Cayman

Cayman is the first end-to-end framework that synthesizes high-performance custom accelerators with full control flow and data access support, automating both candidate selection and hardware synthesis.

+------------------------------------------------------------------+
|                        Cayman Framework                          |
+------------------------------------------------------------------+
|                                                                  |
|  Application --> LLVM IR --+--> profile/analyze                  |
|                            |                                     |
|                            +--> build wPST                       |
|                                    |                             |
|  +---------------------------------v---------------------------+ |
|  |             Candidate Selection (DP)                        | |
|  |  +---------+   +------------+   +-------------------------+ | |
|  |  |  wPST   |-->| Accelerator|-->| Pareto-optimal          | | |
|  |  |traversal|   |   Model    |   | Solutions               | | |
|  |  +---------+   | - Ctrl-flow|   | (speedup vs area)       | | |
|  |                | - Interface|   +-------------------------+ | |
|  |                +------------+                               | |
|  +-------------------------------------------------------------+ |
|                            |                                     |
|                            v                                     |
|  +-------------------------------------------------------------+ |
|  |             Accelerator Merging                             | |
|  |  DFG1 + DFG2 --> Reconfigurable Datapath + FSMs             | |
|  +-------------------------------------------------------------+ |
|                            |                                     |
|                            v                                     |
|                     Hardware (Verilog)                           |
+------------------------------------------------------------------+

Limitations of Prior Work

Approach	Candidate Selection	Control Flow	Data Access	Hardware Sharing
HLS	manual	optimized	specified	/
CFU synthesis	auto (DFG only)	/	scalar-only	restricted
Off-core accel	auto	sequential	slow	restricted
Cayman	auto	optimized	specialized	flexible

Prior frameworks either exclude control flow/memory access, or only synthesize sequential control with slow interfaces.

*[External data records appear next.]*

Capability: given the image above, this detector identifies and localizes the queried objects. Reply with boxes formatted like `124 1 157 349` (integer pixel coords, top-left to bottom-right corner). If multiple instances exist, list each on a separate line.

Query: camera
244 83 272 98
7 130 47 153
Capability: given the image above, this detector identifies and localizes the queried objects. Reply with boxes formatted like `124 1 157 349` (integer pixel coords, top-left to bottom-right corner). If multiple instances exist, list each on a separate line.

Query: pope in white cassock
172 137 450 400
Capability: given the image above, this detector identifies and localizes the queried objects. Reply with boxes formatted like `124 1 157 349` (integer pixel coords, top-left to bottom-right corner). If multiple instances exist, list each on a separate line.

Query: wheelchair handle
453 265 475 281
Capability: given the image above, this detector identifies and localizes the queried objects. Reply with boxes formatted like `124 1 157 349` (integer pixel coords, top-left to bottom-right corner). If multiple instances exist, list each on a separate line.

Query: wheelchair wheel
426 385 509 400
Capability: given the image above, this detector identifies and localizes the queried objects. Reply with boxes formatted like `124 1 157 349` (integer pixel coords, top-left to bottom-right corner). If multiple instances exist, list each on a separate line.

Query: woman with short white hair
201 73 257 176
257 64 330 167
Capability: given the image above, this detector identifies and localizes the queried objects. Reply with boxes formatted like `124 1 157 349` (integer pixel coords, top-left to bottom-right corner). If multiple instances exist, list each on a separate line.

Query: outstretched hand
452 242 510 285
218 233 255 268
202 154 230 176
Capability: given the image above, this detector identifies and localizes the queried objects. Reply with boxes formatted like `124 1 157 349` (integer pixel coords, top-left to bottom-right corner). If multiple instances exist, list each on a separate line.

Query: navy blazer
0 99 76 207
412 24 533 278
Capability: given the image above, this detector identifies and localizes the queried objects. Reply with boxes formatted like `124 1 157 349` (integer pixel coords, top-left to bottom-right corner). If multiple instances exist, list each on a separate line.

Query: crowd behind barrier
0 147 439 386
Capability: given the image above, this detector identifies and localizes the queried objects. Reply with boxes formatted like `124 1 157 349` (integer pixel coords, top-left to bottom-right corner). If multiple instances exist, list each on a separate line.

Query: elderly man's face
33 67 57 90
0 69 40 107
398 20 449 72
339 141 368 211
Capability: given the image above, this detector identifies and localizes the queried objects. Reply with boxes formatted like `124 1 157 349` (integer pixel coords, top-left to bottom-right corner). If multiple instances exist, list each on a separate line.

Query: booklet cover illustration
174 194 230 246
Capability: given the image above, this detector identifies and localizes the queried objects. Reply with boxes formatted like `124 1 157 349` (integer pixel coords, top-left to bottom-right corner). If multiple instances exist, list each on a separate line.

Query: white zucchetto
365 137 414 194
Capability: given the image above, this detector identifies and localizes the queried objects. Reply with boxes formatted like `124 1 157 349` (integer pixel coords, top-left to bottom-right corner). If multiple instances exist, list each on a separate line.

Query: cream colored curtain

Whole-Application Program Structure Tree (wPST)

Cayman extends the traditional PST to capture all SESE (single-entry-single-exit) regions as acceleration candidates:

                    root
                   /    \
              func0      func1
              /              \
         loop            loop outer
        linear          /    |    \
          |          entry  head  exit
        linear              |
                       loop dot-product
                       /    |    \
                    head  body  cond

Two region types:

bb regions: Basic blocks (dataflow graphs)
ctrl-flow regions: Loops and conditionals

Data Access Interface Modeling

Cayman systematically models three processor-accelerator interfaces:

Interface	Mechanism	Best For	Overhead
Coupled	ld/st units stall on access	Simple access	Low
Decoupled	AGUs compute addresses independently	Stream patterns in pipelined loops	Medium (AGUs + FIFOs)
Scratchpad	Dedicated buffer + DMA sync	High reuse (access count » footprint)	High (buffer + DMA)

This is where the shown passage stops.